Automorphism groups of deformations and quantizations of Kleinian singularities

TL;DR

This paper explores the automorphism groups of deformations and quantizations of Kleinian singularities of types A and D, revealing their structures and the correspondence between isomorphisms of these mathematical objects.

Contribution

It establishes the equivalence of automorphisms of deformations and quantizations for types A and D, and describes their automorphism groups' structures, including new computations for type D.

Findings

Automorphisms of deformations and quantizations are essentially the same for types A and D.

Automorphism groups have specific algebraic structures: amalgamated free product for type A, subgroups of Dynkin diagram automorphisms for type D.

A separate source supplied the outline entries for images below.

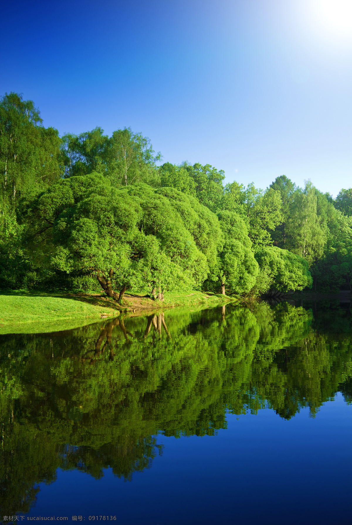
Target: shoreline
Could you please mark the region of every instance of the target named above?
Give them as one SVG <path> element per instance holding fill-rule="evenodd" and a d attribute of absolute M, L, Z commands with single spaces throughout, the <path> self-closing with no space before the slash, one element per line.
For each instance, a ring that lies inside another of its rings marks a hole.
<path fill-rule="evenodd" d="M 142 294 L 126 293 L 123 304 L 100 293 L 60 292 L 0 292 L 0 333 L 20 326 L 89 324 L 121 313 L 143 314 L 175 308 L 201 306 L 204 308 L 235 301 L 220 294 L 193 291 L 167 293 L 163 303 Z"/>

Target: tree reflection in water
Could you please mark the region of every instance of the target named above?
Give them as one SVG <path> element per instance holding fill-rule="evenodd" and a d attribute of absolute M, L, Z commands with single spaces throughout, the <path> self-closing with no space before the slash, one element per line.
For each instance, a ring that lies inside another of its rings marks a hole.
<path fill-rule="evenodd" d="M 264 407 L 314 416 L 339 390 L 350 402 L 350 313 L 332 308 L 328 323 L 327 308 L 261 303 L 1 336 L 0 512 L 27 511 L 59 467 L 131 479 L 160 432 L 214 435 L 227 412 Z"/>

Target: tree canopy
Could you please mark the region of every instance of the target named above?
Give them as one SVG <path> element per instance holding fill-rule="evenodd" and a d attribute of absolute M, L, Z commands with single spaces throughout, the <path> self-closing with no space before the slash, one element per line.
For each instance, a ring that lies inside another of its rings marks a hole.
<path fill-rule="evenodd" d="M 265 190 L 224 185 L 209 164 L 161 160 L 130 128 L 60 138 L 33 101 L 5 94 L 0 286 L 92 289 L 94 278 L 114 299 L 128 288 L 253 296 L 309 287 L 307 263 L 315 290 L 350 289 L 350 190 L 334 201 L 285 175 Z"/>

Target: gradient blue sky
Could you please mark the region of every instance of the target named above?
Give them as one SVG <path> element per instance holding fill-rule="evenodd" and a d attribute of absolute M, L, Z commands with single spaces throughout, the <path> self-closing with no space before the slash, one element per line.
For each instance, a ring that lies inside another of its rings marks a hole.
<path fill-rule="evenodd" d="M 60 0 L 2 8 L 0 93 L 60 134 L 131 127 L 164 161 L 265 188 L 352 186 L 351 0 Z"/>

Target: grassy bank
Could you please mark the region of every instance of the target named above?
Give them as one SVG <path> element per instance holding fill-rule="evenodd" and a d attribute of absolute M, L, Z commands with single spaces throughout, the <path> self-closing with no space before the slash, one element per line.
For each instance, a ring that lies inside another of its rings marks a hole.
<path fill-rule="evenodd" d="M 230 298 L 222 295 L 195 291 L 167 293 L 161 303 L 136 293 L 127 294 L 121 306 L 99 294 L 3 292 L 0 293 L 0 331 L 4 333 L 6 327 L 15 329 L 29 323 L 37 323 L 38 328 L 43 323 L 58 323 L 73 328 L 101 317 L 118 316 L 121 310 L 145 311 L 198 305 L 206 308 L 229 300 Z"/>

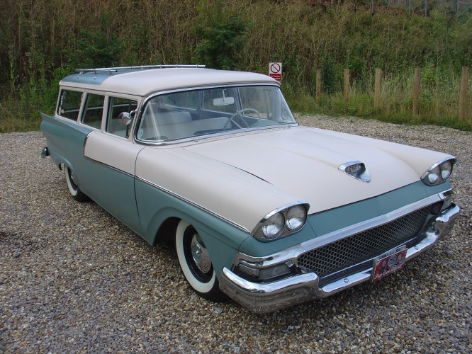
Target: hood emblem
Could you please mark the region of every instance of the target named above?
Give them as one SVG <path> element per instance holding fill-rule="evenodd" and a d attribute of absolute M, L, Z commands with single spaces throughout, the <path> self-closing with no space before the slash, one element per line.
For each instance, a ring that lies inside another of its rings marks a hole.
<path fill-rule="evenodd" d="M 362 182 L 371 181 L 371 173 L 366 165 L 360 161 L 344 162 L 338 167 L 338 169 Z"/>

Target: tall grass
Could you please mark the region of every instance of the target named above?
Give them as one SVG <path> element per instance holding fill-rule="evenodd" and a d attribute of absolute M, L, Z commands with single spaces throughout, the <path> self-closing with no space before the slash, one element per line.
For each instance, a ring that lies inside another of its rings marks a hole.
<path fill-rule="evenodd" d="M 0 81 L 6 86 L 0 90 L 0 131 L 37 127 L 38 112 L 54 106 L 58 78 L 78 67 L 208 64 L 199 62 L 202 58 L 214 66 L 264 74 L 269 62 L 282 62 L 283 89 L 296 111 L 470 129 L 472 89 L 465 123 L 456 119 L 456 111 L 461 68 L 472 64 L 471 11 L 457 18 L 452 0 L 429 0 L 428 17 L 419 0 L 413 1 L 411 15 L 380 0 L 374 13 L 370 0 L 334 4 L 0 1 Z M 215 38 L 230 50 L 220 51 L 222 57 L 213 61 L 212 50 L 222 45 Z M 411 113 L 415 67 L 422 68 L 417 117 Z M 371 98 L 376 67 L 386 73 L 377 110 Z M 319 104 L 313 98 L 317 68 L 322 71 Z M 347 103 L 340 93 L 344 68 L 352 73 Z"/>

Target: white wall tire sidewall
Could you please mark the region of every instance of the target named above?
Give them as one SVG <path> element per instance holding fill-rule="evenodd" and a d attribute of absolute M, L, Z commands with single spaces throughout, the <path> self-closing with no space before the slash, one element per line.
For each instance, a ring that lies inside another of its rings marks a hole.
<path fill-rule="evenodd" d="M 71 181 L 69 176 L 69 173 L 72 173 L 72 171 L 70 169 L 69 169 L 69 166 L 65 166 L 64 168 L 64 172 L 65 173 L 66 182 L 67 183 L 67 188 L 69 188 L 69 191 L 70 192 L 70 194 L 72 195 L 72 197 L 75 197 L 77 195 L 77 193 L 79 193 L 79 189 L 74 188 L 72 185 L 72 182 Z"/>
<path fill-rule="evenodd" d="M 213 273 L 210 281 L 208 282 L 202 282 L 195 278 L 195 275 L 193 275 L 193 273 L 189 267 L 184 252 L 184 235 L 185 234 L 185 230 L 189 226 L 191 226 L 190 224 L 184 220 L 181 220 L 177 226 L 177 230 L 175 233 L 175 244 L 176 250 L 177 251 L 177 258 L 179 258 L 179 263 L 184 273 L 184 275 L 190 285 L 196 291 L 202 294 L 206 294 L 210 292 L 213 289 L 216 280 L 216 274 L 215 273 L 215 270 L 213 270 Z"/>

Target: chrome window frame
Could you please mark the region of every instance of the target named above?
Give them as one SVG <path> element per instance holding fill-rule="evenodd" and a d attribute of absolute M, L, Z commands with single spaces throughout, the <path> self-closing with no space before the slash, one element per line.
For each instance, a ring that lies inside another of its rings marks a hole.
<path fill-rule="evenodd" d="M 181 92 L 181 91 L 196 91 L 196 90 L 204 90 L 204 89 L 209 89 L 209 88 L 224 88 L 224 87 L 241 87 L 241 86 L 274 86 L 276 87 L 279 88 L 280 91 L 281 95 L 282 95 L 282 91 L 280 88 L 280 86 L 278 84 L 271 84 L 269 82 L 264 82 L 264 81 L 260 81 L 260 82 L 251 82 L 251 83 L 244 83 L 242 82 L 240 84 L 222 84 L 221 85 L 211 85 L 211 86 L 195 86 L 195 87 L 186 87 L 184 88 L 176 88 L 176 89 L 172 89 L 172 90 L 166 90 L 166 91 L 158 91 L 158 92 L 154 92 L 151 95 L 149 95 L 146 98 L 145 98 L 144 100 L 142 100 L 142 102 L 141 103 L 140 107 L 138 109 L 137 112 L 137 119 L 135 120 L 135 122 L 134 122 L 134 126 L 133 127 L 133 141 L 135 142 L 136 144 L 140 144 L 143 145 L 147 145 L 147 146 L 164 146 L 164 145 L 174 145 L 177 144 L 181 144 L 181 143 L 185 143 L 185 142 L 198 142 L 200 140 L 203 139 L 212 139 L 212 138 L 218 138 L 221 137 L 226 137 L 226 136 L 230 136 L 230 135 L 240 135 L 240 134 L 244 134 L 244 133 L 250 133 L 250 132 L 260 132 L 261 130 L 279 130 L 279 129 L 286 129 L 287 127 L 296 127 L 298 126 L 299 124 L 296 122 L 295 120 L 295 117 L 293 117 L 293 114 L 291 113 L 291 110 L 290 110 L 290 108 L 288 108 L 288 110 L 292 115 L 292 118 L 293 118 L 293 122 L 292 123 L 287 123 L 287 124 L 283 124 L 283 125 L 267 125 L 267 126 L 263 126 L 263 127 L 253 127 L 253 128 L 243 128 L 241 130 L 228 130 L 227 132 L 220 132 L 218 133 L 213 133 L 213 134 L 208 134 L 208 135 L 200 135 L 198 137 L 186 137 L 181 139 L 176 139 L 174 140 L 168 140 L 165 142 L 147 142 L 147 141 L 144 141 L 141 140 L 137 137 L 137 132 L 138 132 L 138 127 L 140 126 L 140 124 L 141 123 L 141 120 L 142 119 L 142 112 L 144 110 L 144 108 L 146 106 L 147 104 L 148 101 L 151 100 L 152 98 L 160 96 L 160 95 L 164 95 L 167 93 L 172 93 L 174 92 Z M 283 95 L 282 95 L 283 96 Z M 286 104 L 286 101 L 284 99 L 284 102 Z M 198 109 L 202 109 L 201 107 L 199 107 Z M 211 110 L 208 110 L 208 112 L 212 112 Z"/>

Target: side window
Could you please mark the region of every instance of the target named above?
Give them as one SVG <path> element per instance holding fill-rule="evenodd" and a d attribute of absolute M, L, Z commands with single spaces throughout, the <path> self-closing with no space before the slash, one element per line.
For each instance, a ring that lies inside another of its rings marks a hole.
<path fill-rule="evenodd" d="M 57 114 L 72 120 L 77 120 L 82 101 L 82 93 L 81 91 L 61 91 L 57 105 Z"/>
<path fill-rule="evenodd" d="M 104 102 L 105 96 L 89 93 L 85 103 L 82 122 L 94 128 L 100 129 L 101 116 L 103 114 Z"/>
<path fill-rule="evenodd" d="M 130 113 L 137 108 L 137 102 L 120 97 L 110 97 L 106 131 L 119 137 L 128 137 L 131 126 L 129 121 L 119 119 L 120 114 Z"/>

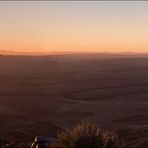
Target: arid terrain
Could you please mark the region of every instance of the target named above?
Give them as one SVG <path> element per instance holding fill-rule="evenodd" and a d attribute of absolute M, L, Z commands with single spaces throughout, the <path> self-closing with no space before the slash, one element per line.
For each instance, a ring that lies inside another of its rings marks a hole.
<path fill-rule="evenodd" d="M 28 141 L 82 119 L 148 137 L 148 57 L 0 56 L 1 136 Z"/>

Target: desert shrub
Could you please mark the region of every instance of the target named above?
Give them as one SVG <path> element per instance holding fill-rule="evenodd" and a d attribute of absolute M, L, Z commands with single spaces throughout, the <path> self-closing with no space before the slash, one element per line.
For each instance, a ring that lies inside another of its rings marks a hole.
<path fill-rule="evenodd" d="M 87 121 L 58 133 L 57 141 L 52 148 L 117 148 L 118 145 L 116 134 L 102 132 L 95 123 Z"/>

All affine isomorphisms between deformations of type D are classified.

Abstract

It is known that, for the algebra of functions on a Kleinian singularity, the parameter space of deformations and the parameter space of quantizations coincide. We prove that, for a Kleinian singularity of type $\mathbf{A}$ or $\mathbf{D}$, isomorphisms between the quantizations are essentially the same as Poisson isomorphisms between deformations. In particular, the group of automorphisms of the deformation and the quantization corresponding to the same deformation parameter are isomorphic. We additionally describe the groups of automorphisms as abstract groups: for type $\mathbf{A}$ they have an amalgamated free product structure, for type $\mathbf{D}$ they are subgroups of the groups of Dynkin diagram automorphisms. For type $\mathbf{D}$ we also compute all the possible affine isomorphisms between deformations; this was not known before.